Use fuzzy string matching to approximate duplicate information in Amazon Redshift

Amazon Redshift is a totally managed, petabyte-scale information warehouse service within the cloud. Amazon Redshift allows you to run advanced SQL analytics at scale and efficiency on terabytes to petabytes of structured and unstructured information, and make the insights broadly out there by means of common enterprise intelligence (BI) and analytics instruments.

It’s frequent to ingest a number of information sources into Amazon Redshift to carry out analytics. Usually, every information supply could have its personal processes of making and sustaining information, which may result in information high quality challenges inside and throughout sources.

One problem you could face when performing analytics is the presence of imperfect duplicate information inside the supply information. Answering questions so simple as “What number of distinctive prospects do we now have?” may be very difficult when the information you might have out there is like the next desk.

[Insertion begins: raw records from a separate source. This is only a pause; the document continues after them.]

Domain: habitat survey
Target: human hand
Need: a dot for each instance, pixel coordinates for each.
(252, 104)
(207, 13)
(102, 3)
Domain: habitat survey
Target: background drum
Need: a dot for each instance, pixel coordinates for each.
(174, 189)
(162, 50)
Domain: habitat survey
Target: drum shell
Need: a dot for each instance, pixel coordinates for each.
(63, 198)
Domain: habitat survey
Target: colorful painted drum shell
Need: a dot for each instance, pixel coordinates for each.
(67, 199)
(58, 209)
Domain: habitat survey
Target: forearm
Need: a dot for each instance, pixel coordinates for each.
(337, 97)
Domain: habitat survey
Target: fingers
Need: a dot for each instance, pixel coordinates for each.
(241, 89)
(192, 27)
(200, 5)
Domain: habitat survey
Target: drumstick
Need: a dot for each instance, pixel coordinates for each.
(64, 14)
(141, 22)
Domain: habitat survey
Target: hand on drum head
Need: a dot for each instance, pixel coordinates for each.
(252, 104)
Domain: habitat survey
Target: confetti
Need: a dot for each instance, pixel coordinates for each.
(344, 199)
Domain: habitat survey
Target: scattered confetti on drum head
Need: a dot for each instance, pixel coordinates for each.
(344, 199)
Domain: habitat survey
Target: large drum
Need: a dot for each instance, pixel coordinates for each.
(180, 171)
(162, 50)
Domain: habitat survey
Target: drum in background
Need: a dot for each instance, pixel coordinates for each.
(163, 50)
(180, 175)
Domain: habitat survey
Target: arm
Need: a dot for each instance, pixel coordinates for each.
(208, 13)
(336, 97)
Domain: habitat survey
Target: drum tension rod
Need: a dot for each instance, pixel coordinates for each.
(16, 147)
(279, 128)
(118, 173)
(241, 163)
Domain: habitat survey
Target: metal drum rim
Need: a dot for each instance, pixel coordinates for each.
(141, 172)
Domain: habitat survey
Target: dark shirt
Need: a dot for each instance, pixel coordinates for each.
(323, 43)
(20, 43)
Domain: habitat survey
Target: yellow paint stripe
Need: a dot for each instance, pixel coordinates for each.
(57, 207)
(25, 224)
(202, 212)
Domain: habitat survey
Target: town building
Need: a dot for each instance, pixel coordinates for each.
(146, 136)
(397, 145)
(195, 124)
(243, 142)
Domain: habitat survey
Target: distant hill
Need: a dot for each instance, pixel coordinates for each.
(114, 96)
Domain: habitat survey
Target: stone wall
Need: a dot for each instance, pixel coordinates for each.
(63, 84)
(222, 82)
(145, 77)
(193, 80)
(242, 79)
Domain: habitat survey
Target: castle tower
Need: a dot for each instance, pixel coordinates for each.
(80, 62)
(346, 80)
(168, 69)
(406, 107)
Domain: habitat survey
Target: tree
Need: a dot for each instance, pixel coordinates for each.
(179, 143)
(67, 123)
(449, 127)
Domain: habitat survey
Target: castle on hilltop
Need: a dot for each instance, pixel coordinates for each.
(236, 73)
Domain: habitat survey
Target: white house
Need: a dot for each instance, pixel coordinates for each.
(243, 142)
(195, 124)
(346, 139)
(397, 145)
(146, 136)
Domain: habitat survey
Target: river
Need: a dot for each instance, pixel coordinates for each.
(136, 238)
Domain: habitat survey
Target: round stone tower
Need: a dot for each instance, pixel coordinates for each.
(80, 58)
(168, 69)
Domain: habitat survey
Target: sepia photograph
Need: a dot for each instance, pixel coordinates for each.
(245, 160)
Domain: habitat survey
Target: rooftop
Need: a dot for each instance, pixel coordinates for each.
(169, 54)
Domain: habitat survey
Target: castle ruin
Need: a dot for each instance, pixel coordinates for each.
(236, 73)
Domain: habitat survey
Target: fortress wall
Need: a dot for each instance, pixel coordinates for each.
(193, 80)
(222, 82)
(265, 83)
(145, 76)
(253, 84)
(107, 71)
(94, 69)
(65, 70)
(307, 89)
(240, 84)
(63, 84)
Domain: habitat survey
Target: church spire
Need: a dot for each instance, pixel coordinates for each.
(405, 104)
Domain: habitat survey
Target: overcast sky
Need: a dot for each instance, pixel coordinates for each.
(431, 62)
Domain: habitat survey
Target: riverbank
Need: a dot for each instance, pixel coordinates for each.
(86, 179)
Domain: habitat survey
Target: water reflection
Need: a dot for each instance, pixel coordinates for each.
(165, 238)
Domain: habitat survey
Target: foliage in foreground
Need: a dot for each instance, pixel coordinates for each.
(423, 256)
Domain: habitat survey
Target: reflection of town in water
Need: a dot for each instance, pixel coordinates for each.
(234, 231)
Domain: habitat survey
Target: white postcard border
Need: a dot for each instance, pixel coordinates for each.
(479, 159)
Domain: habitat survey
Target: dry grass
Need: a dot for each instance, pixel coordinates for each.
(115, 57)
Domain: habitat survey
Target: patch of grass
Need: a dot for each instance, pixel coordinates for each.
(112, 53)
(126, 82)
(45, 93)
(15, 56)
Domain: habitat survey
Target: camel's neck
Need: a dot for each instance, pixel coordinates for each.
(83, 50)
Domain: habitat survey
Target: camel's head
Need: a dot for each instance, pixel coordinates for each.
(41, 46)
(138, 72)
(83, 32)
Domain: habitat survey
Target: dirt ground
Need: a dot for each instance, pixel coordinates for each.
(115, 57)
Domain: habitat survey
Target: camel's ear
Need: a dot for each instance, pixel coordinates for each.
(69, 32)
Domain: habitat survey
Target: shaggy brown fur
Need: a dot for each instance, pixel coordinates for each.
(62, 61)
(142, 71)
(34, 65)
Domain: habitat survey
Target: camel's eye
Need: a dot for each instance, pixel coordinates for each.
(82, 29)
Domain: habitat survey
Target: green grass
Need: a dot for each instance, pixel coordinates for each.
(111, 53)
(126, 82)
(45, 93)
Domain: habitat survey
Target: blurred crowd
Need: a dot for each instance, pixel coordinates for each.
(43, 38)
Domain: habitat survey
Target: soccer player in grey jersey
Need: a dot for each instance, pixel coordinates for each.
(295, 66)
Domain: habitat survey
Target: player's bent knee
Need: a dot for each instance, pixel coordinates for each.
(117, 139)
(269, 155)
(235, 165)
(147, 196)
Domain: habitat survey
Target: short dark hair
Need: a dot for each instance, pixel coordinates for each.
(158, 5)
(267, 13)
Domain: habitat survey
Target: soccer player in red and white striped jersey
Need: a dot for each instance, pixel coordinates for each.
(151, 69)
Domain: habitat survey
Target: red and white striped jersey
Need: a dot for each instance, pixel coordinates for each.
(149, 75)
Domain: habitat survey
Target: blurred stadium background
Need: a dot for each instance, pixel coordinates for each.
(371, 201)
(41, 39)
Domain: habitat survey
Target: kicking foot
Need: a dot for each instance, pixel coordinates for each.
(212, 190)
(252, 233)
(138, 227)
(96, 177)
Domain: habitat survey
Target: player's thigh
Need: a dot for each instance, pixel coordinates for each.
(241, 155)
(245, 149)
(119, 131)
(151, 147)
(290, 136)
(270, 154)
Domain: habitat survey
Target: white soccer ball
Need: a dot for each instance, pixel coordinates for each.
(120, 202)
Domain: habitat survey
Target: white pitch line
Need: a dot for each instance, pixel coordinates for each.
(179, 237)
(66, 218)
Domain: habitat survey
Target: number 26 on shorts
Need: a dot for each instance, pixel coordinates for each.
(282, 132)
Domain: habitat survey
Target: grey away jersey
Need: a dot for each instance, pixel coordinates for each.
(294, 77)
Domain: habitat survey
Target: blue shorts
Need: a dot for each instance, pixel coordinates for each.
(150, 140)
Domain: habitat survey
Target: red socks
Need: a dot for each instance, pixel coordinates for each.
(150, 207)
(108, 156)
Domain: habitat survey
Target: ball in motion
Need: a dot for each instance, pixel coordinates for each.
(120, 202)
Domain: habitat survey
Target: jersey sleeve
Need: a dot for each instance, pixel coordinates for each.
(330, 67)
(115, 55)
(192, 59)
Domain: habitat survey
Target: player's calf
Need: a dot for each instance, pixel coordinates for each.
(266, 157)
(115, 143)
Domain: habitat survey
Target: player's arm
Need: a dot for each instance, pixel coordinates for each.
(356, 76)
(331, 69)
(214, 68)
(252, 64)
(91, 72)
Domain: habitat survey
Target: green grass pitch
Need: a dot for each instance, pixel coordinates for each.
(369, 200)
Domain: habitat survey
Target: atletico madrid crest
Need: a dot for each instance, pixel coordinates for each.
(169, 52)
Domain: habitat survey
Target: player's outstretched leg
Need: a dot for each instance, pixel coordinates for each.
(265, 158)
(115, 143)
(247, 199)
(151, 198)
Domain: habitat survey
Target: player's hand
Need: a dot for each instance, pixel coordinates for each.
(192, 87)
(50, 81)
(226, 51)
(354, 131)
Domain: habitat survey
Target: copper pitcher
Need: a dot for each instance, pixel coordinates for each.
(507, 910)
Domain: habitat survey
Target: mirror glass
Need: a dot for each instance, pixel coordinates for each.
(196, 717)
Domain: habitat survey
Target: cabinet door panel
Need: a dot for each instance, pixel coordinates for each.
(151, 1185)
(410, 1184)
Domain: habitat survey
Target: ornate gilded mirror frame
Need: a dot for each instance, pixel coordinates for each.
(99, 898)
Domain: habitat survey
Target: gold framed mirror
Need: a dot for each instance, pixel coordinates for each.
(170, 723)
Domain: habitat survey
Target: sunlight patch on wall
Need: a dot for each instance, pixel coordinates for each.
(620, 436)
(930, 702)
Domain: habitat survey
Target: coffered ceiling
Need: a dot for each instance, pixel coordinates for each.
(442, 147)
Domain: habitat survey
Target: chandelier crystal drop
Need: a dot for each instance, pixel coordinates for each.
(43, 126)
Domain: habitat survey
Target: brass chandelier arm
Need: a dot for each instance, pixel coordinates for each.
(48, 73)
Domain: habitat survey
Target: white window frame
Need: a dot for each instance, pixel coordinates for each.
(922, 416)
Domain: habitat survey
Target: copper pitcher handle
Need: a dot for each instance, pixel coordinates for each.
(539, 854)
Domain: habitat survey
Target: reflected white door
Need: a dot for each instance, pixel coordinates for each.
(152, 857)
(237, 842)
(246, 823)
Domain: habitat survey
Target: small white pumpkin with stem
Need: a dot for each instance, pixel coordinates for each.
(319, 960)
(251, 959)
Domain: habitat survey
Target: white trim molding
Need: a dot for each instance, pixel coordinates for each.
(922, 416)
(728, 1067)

Identify	Handle	Date of Beginning
Cody Johnson	8 Jeffery Brace, St. Lisatown	1/3/1956
Cody Jonson	8 Jeffery Brace, St. Lisatown	1/3/1956

Though people can establish that Cody Johnson and Cody Jonson are more than likely the identical particular person, it may be troublesome to differentiate this utilizing analytics instruments. This identification of duplicate information additionally turns into practically unattainable when engaged on massive datasets throughout a number of sources.

This publish presents one potential strategy to addressing this problem in an Amazon Redshift information warehouse. We import an open-source fuzzy matching Python library to Amazon Redshift, create a easy fuzzy matching user-defined operate (UDF), after which create a process that weights a number of columns in a desk to search out matches primarily based on consumer enter. This strategy permits you to use the created process to roughly establish your distinctive prospects, bettering the accuracy of your analytics.

This strategy doesn’t remedy for information high quality points in supply methods, and doesn’t take away the necessity to have a wholistic information high quality technique. For addressing information high quality challenges in Amazon Easy Storage Service (Amazon S3) information lakes and information pipelines, AWS has introduced AWS Glue Information High quality (preview). It’s also possible to use AWS Glue DataBrew, a visible information preparation instrument that makes it simple for information analysts and information scientists to scrub and normalize information to arrange it for analytics.

Conditions

To finish the steps on this publish, you want the next:

The next AWS CloudFormation stack will deploy a brand new Redshift Serverless endpoint and an S3 bucket to be used on this publish.

All SQL instructions proven on this publish can be found within the following pocket book, which may be imported into the Amazon Redshift Question Editor V2.

Overview of the dataset getting used

The dataset we use is mimicking a supply that holds buyer data. This supply has a guide strategy of inserting and updating buyer information, and this has led to a number of situations of non-unique prospects being represented with duplicate information.

The next examples present a number of the information high quality points within the dataset getting used.

On this first instance, all three prospects are the identical particular person however have slight variations within the spelling of their names.

id	identify	age	address_line1	metropolis	postcode	state
1	Cody Johnson	80	8 Jeffrey Brace	St. Lisatown	2636	South Australia
101	Cody Jonson	80	8 Jeffrey Brace	St. Lisatown	2636	South Australia
121	Kody Johnson	80	8 Jeffrey Brace	St. Lisatown	2636	South Australia

On this subsequent instance, the 2 prospects are the identical particular person with barely totally different addresses.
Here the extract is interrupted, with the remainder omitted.